Peter van der Zee recently wrote about source maps; in particular, he detailed the ways that he has found them lacking and proposes changes to the source map spec that he believes would improve them to support his use cases.

What Peter wants is to generate and consume source maps at runtime in the browser, and develop without an extra compilation and refresh step. When you are editing and compiling sources inside of the browser, rather than sources on a file server, you can't point to a remote URL where the original source (the source before the compilation step) is located. This is problematic because source URLs are exactly what source maps require, as defined by the spec.

Peter then outlines proposed changes to the source map spec to support his need for "dynamic" source maps. First, adding a new comment pragma //@ sourceMapping=<source map JSON blob>. Second, to include the full original source(s) inside the source map rather than including URLs pointing to the location of the original source(s).

Peter is a very intelligent person, and I have been following his blog for more than two years (you should follow, too), but I believe that he jumped the gun by leaping from his use cases to proposing changes to the source map spec. The one doesn't lead to the other because his use case is already supported by the current specification as-is.

How? Data URLs. Encode the original source(s) as data URLs in the source map's sources list, and encode the whole source map as a data URL in the //@ sourceMappingURL comment pragma appended to the generated source. By doing this, both the whole source map and complete original source(s) are attached directly to the generated source. This accomplishes the same goals that Peter's solution does: you can dynamically generate source maps inside your browser environment (presumably with the mozilla/source-map library) and all of the resources can exist inside your development environment instead of on a remote server.

The benefits to using data URLs are:

  • No changes to the source map spec. No waiting on debates, or for the spec authors to come to an agreement. Furthermore, existing tooling around source maps will continue to work, including integration with browsers' built in debuggers.

  • No need for yet another comment pragma. We already have //@ sourceMappingURL, //@ sourceURL, and //@line.
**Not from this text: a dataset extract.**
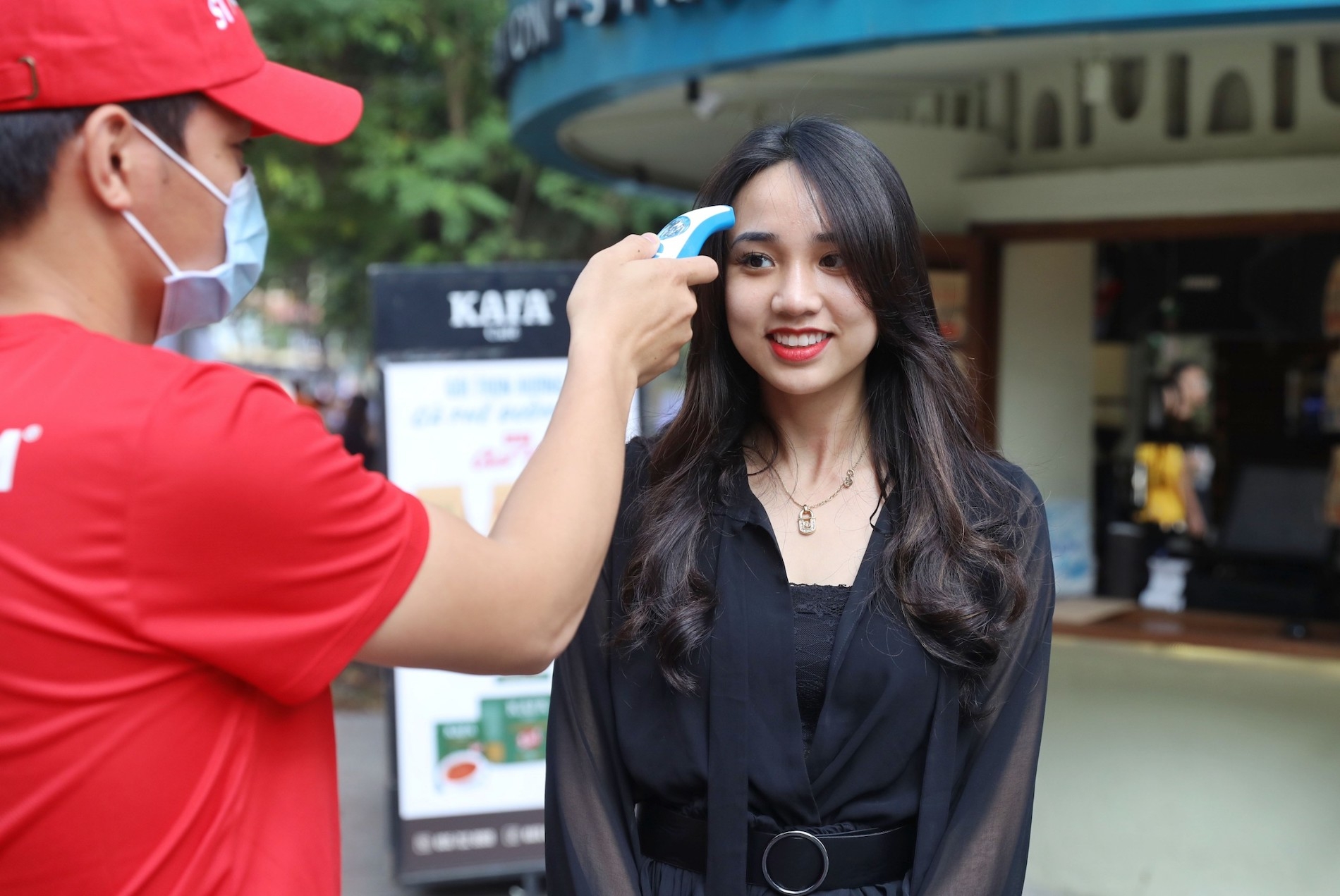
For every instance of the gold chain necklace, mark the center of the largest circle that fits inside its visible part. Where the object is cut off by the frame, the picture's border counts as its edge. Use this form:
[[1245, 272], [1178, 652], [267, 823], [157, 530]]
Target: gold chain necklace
[[805, 519]]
Some are only supported by some tools, and some browsers; only one is part of a standard; two either are or should be deprecated. This is confusing enough already, and once we add another comment pragma it will be there forever.

  • It is optional to include the full text of the original source(s) in the source map. Developers who are using a more "traditional" development cycle will not be negatively affected by having a larger source map to download.

  • Encoding and decoding data URLs is simple. Browser environments already have window.btoa and window.atob to encode and decode base 64 respectively, which makes integration with whatever tooling you are using that much easier.

If I have overlooked any facet of Peter's use cases that isn't supported by using data URLs, I would love to know in the comments.